How to Invoke HTTP Web Service of Dynamsoft SDKs with Power Automate for Desktop

Microsoft Power Automate is a powerful service designed to automate workflows between various apps and services. Its Desktop version provides the added capability of automating desktop-centric operations, with or without user interface interactions. In this article, we will explore how to integrate Dynamsoft Barcode Reader, Dynamsoft Document Normalizer, and Dynamsoft Label Recognizer into a web service using Flask.
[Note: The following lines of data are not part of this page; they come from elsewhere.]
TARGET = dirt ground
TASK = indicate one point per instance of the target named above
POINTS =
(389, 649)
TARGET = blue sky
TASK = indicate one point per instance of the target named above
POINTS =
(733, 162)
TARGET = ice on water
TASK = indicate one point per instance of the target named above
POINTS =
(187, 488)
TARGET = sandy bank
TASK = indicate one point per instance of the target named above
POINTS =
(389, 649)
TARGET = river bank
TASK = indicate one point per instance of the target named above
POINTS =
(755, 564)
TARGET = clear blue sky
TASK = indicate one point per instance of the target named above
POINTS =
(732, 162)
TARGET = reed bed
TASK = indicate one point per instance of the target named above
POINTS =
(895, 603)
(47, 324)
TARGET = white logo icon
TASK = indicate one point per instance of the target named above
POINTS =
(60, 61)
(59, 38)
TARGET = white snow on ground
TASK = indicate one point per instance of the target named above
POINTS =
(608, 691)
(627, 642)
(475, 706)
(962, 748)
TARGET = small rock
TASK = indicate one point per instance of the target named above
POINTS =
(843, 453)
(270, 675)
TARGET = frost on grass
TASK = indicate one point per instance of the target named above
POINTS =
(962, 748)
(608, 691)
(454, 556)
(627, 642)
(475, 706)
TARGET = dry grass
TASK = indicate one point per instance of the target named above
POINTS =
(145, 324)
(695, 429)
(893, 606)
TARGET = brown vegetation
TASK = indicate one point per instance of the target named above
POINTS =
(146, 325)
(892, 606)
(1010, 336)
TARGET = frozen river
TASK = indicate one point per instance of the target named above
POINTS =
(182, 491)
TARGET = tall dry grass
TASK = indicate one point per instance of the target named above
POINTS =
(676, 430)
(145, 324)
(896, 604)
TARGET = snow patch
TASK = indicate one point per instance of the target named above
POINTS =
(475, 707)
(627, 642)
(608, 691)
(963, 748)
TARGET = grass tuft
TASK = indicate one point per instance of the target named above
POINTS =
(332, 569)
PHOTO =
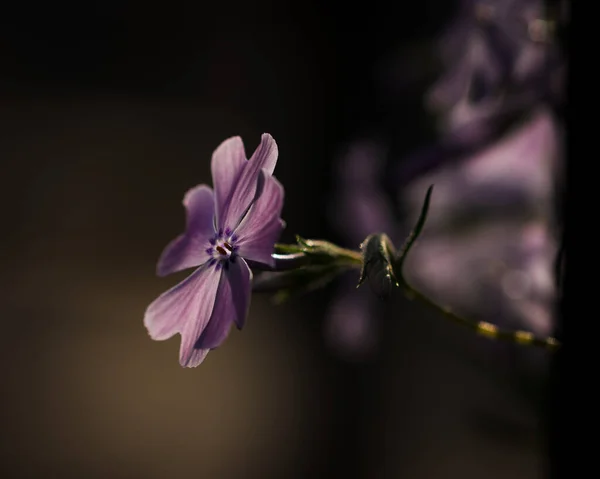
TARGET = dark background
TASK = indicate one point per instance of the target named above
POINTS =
(109, 112)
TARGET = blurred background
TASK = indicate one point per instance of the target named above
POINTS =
(110, 111)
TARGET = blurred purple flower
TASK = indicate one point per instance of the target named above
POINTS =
(488, 245)
(240, 220)
(502, 60)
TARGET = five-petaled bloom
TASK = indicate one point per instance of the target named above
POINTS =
(240, 220)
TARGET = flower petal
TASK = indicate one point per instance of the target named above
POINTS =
(189, 249)
(186, 309)
(240, 182)
(231, 305)
(227, 163)
(261, 227)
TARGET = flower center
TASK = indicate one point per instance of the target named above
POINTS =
(222, 249)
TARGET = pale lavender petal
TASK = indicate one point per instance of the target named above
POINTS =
(189, 250)
(185, 309)
(262, 226)
(231, 305)
(232, 210)
(227, 163)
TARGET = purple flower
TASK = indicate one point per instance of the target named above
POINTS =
(501, 58)
(239, 221)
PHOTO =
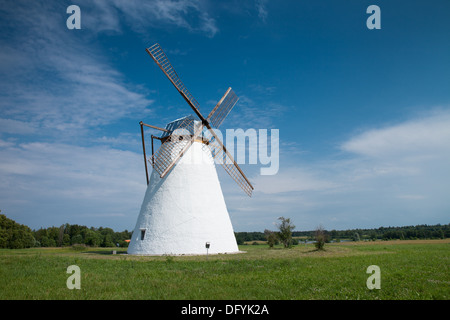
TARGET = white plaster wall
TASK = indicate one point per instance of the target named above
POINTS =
(183, 211)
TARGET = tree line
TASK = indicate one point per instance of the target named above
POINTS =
(424, 231)
(17, 236)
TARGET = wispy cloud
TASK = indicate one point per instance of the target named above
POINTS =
(398, 174)
(55, 81)
(74, 180)
(262, 9)
(139, 15)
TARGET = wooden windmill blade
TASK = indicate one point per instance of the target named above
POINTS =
(219, 151)
(163, 62)
(222, 108)
(175, 146)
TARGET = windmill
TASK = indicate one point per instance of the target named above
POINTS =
(183, 211)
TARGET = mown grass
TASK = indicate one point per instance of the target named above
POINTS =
(409, 270)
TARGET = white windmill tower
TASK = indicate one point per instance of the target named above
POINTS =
(184, 211)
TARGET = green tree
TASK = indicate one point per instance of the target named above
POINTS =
(320, 238)
(14, 235)
(285, 228)
(271, 238)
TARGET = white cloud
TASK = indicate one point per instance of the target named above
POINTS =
(397, 175)
(139, 15)
(56, 80)
(262, 10)
(79, 183)
(425, 136)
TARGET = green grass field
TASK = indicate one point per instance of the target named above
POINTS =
(409, 270)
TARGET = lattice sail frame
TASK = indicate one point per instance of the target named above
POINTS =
(173, 149)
By leveraging this web API, we can seamlessly invoke these Dynamsoft tools within Power Automate for Desktop. This enables you to transform the created flow into a convenient desktop application that significantly enhances your daily work efficiency.

Installing Python Packages

pip install dynamsoft-capture-vision-bundle opencv-python flask numpy

To use Dynamsoft SDKs, you need to apply for a trial license.

Does Power Automate Support External Python Libraries?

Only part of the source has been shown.